Abseits des Krypto-Crashs erschüttert ein Squeeze die Aktienmärkte

Wer diese Woche von den Krypto-Nachrichten gefesselt war, hat die abenteuerlichen Geschehnisse an den Anleihe- und Aktienmärkten verpasst, die zwar nicht so dramatisch waren, aber in Bezug auf das eingesetzte Geld mindestens genauso viel Brisanz geboten haben. Das Thema Nummer eins unter Anlegern war die Pleite der Kryptobörse FTX und deren Auswirkungen auf den gesamten Kryptomarkt. Bei all den Schlagzeilen rund um das Thema ging der große Short-Squeeze, ausgelöst durch die Inflationsdaten, an den Märkten fast unter.

Auslöser für die heftigen Kursausschläge an den Aktienmärkten waren die Inflationsdaten vom 10. November, die bei den Händlern, die mit einer höheren Teuerungsrate gerechnet hatten, einen Short-Squeeze auslöste. Der Nachhall war sogar eine Woche später noch zu spüren, sei es bei der Positionierung, dem Handel mit Derivaten und wahrscheinlich auch bei falsch zusammengestellten Portfolios.
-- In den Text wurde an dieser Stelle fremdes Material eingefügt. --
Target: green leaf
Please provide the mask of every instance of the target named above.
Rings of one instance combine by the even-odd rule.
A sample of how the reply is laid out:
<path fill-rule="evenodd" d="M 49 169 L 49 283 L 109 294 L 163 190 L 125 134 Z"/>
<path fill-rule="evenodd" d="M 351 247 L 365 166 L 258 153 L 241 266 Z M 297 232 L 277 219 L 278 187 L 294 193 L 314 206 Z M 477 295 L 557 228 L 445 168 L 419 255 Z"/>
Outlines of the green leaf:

Optionen beeinflussen die Aktienmärkte

Wie üblich im Jahr 2022 war der US-Aktienoptionsmarkt der größte Schauplatz der Auswirkungen, wo die Handelsvolumina Rekorde brechen, da sich Anleger aller Art in kurzfristige Kontrakte stürzen, um ihren Performance-Rückstand aufzuholen. Das machte dem großen Inflations-Trade einen Strich durch die Rechnung, denn der zuletzt starke Dollar schwächelt und Technologieaktien erobern ihre lange verlorene Führungsposition zurück, zumindest kurzzeitig.

Optionsmarkt: Trading-Volumen steigt auf ein rekord Niveau

Die Neukalibrierung an den Aktienmärkten wurde ausgelöst, als die geringer ausgefallenen Verbraucherpreisdaten Hoffnung auf eine Neuausrichtung der Geldpolitik der Federal Reserve auslösten. Verschärft wurde die Situation durch die Vermögensverwalter, die während der Baisse ihr Aktienengagement bis aufs Minimum reduziert hatten und sich nun überrumpelt sahen. Da fast alle Marktteilnehmer auf einer Seite des Bootes saßen und auf einmal ausstiegen, wurde ein ohnehin schon turbulenter Markt noch unruhiger.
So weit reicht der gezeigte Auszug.